Mendes diz que falta de ação política do Congresso leva o Judiciário a legislar
MÁRCIO FALCÃO
colaboração para a Folha Online, em Brasília
Alvo de inúmeras acusações por parte de deputados e senadores de que o STF (Supremo Tribunal Federal) estaria legislando, o presidente da Suprema Corte, ministro Gilmar Mendes, rebateu as críticas nesta sexta-feira afirmando que é a falta de ação política do Congresso que leva o Judiciário a legislar.
Gilmar Mendes usou declaração do ex-presidente do STF e atual ministro da Defesa, Nelson Jobim, para avaliar a omissão do Legislativo. "O Supremo não saí buscando as demandas. Só vêm por provocação do conflito político. Jobim, inclusive, não se cansava de observar que a judicialização da política decorre das desinteligência dos próprios políticos", afirmou Mendes.
Judiciário e Congresso entraram em rota de colisão, ao longo deste ano, na análise de vários temas, como a questão da fidelidade partidária, uso de algemas, situação dos políticos ficha suja, entre outros casos.
Um dos embates que mais chamou atenção ocorreu com o presidente da Câmara, Arlindo Chinaglia (PT-SP). O embate foi provocado porque Mendes cobrou um posicionamento do Congresso sobre a regularização de 57 municípios que foram criados quando o Congresso aprovou a EC (Emenda Constitucional) 15, de 1996, que passou a exigir regulamentação federal para criação de municípios --antes, exigia-se regulamentação por lei estadual.
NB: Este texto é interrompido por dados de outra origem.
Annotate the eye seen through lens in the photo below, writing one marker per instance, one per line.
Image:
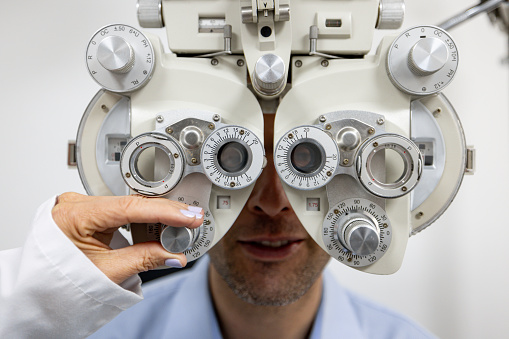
(233, 157)
(306, 157)
(152, 164)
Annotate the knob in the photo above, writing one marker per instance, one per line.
(428, 56)
(391, 14)
(423, 60)
(120, 58)
(269, 74)
(150, 13)
(115, 54)
(361, 236)
(179, 239)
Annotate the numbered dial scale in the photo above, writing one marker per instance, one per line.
(120, 58)
(357, 232)
(306, 158)
(422, 60)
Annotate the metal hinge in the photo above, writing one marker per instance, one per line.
(71, 153)
(470, 163)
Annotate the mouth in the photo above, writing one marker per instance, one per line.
(271, 250)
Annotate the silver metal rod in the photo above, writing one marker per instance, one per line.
(487, 6)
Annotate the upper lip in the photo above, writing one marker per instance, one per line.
(271, 238)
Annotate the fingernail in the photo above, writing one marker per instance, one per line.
(173, 263)
(195, 209)
(187, 213)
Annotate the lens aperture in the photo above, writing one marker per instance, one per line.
(233, 157)
(306, 157)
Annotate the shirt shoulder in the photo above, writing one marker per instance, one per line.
(363, 318)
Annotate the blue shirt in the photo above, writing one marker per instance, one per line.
(180, 306)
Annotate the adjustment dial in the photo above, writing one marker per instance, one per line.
(423, 60)
(179, 239)
(120, 58)
(356, 232)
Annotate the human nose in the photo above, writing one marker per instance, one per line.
(268, 196)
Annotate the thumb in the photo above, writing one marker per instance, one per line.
(125, 262)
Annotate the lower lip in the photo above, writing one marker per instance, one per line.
(267, 253)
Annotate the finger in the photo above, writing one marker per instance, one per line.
(122, 263)
(101, 213)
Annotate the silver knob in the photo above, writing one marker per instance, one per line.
(269, 74)
(179, 239)
(361, 236)
(428, 56)
(391, 14)
(115, 54)
(150, 13)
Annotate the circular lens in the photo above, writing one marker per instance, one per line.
(306, 157)
(232, 157)
(395, 167)
(152, 164)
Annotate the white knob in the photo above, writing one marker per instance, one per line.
(269, 74)
(115, 54)
(178, 239)
(361, 236)
(428, 56)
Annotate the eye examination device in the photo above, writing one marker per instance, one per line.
(368, 149)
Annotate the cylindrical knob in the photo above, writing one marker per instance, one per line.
(428, 56)
(150, 13)
(361, 236)
(115, 54)
(391, 14)
(178, 239)
(348, 138)
(269, 74)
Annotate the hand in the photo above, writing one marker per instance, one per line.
(91, 221)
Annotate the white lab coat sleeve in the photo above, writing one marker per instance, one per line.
(50, 289)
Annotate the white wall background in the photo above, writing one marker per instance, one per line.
(455, 274)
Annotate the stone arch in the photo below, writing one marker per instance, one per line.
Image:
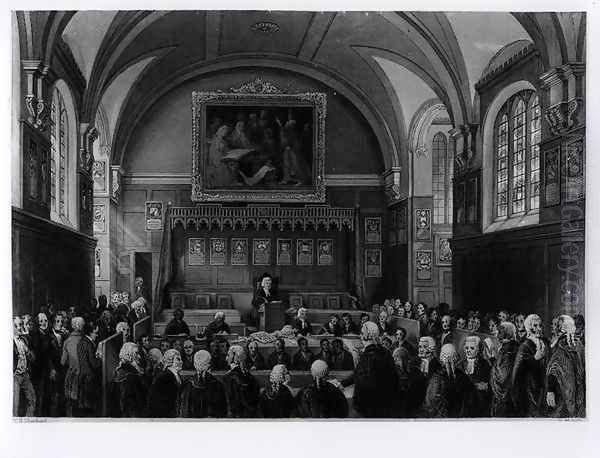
(489, 119)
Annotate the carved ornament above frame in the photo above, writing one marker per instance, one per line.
(261, 145)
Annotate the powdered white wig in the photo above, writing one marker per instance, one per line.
(369, 331)
(77, 323)
(169, 357)
(529, 321)
(448, 354)
(236, 355)
(128, 353)
(279, 375)
(202, 360)
(507, 331)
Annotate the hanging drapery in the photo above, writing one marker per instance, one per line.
(165, 265)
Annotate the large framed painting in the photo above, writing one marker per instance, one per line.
(258, 147)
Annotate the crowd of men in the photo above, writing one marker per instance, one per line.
(517, 372)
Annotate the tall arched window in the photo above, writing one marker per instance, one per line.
(441, 176)
(59, 136)
(517, 155)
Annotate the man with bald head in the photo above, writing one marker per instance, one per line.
(565, 374)
(22, 358)
(203, 396)
(241, 386)
(43, 370)
(529, 371)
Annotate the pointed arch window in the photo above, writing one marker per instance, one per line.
(59, 138)
(517, 133)
(441, 180)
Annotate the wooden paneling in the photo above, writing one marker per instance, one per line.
(51, 264)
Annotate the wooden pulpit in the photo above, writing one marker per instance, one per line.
(274, 316)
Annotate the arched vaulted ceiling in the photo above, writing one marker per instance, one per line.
(140, 55)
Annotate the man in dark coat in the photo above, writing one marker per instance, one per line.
(304, 357)
(256, 361)
(477, 369)
(177, 326)
(90, 372)
(264, 294)
(128, 389)
(279, 356)
(163, 399)
(348, 326)
(321, 399)
(375, 377)
(565, 374)
(301, 324)
(529, 371)
(203, 396)
(276, 400)
(501, 371)
(43, 370)
(341, 359)
(420, 376)
(217, 326)
(241, 386)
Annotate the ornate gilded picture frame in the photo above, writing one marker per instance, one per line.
(258, 144)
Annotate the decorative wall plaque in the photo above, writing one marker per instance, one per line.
(443, 251)
(373, 262)
(284, 252)
(373, 229)
(197, 252)
(471, 201)
(575, 172)
(239, 152)
(154, 216)
(552, 177)
(100, 176)
(218, 251)
(239, 252)
(423, 224)
(261, 252)
(423, 264)
(325, 255)
(99, 218)
(304, 252)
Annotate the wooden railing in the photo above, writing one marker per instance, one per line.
(266, 216)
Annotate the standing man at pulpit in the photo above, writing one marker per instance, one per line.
(263, 294)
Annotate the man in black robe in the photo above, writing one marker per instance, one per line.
(477, 396)
(241, 386)
(177, 326)
(341, 359)
(256, 361)
(304, 357)
(419, 377)
(375, 377)
(127, 393)
(203, 396)
(501, 371)
(529, 371)
(279, 356)
(217, 326)
(163, 399)
(276, 400)
(321, 399)
(264, 294)
(565, 374)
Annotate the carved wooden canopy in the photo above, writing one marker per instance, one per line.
(263, 217)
A Suprema Corte deu até novembro o prazo para a Câmara resolver a pendência. Chinaglia considerou exagero a fixação de um prazo. Chegou a dizer que não tinha pressa, mas tratou de criar uma comissão especial para finalizar a lei regulamentando a criação dos novos municípios. A matéria, que é uma PEC (Proposta de Emenda a Constituição), acabou aprovada nesta semana pelo Senado.
Mesmo com a alfinetada, Mendes garante que mantém uma relação saudável com o Congresso. "Estamos fazendo um diálogo de alto nível, com bastante cuidado. O STF respeita a competência do Congresso Nacional. Sabemos que não há democracia sem atividade do poder Legislativo e sem políticos", disse Mendes.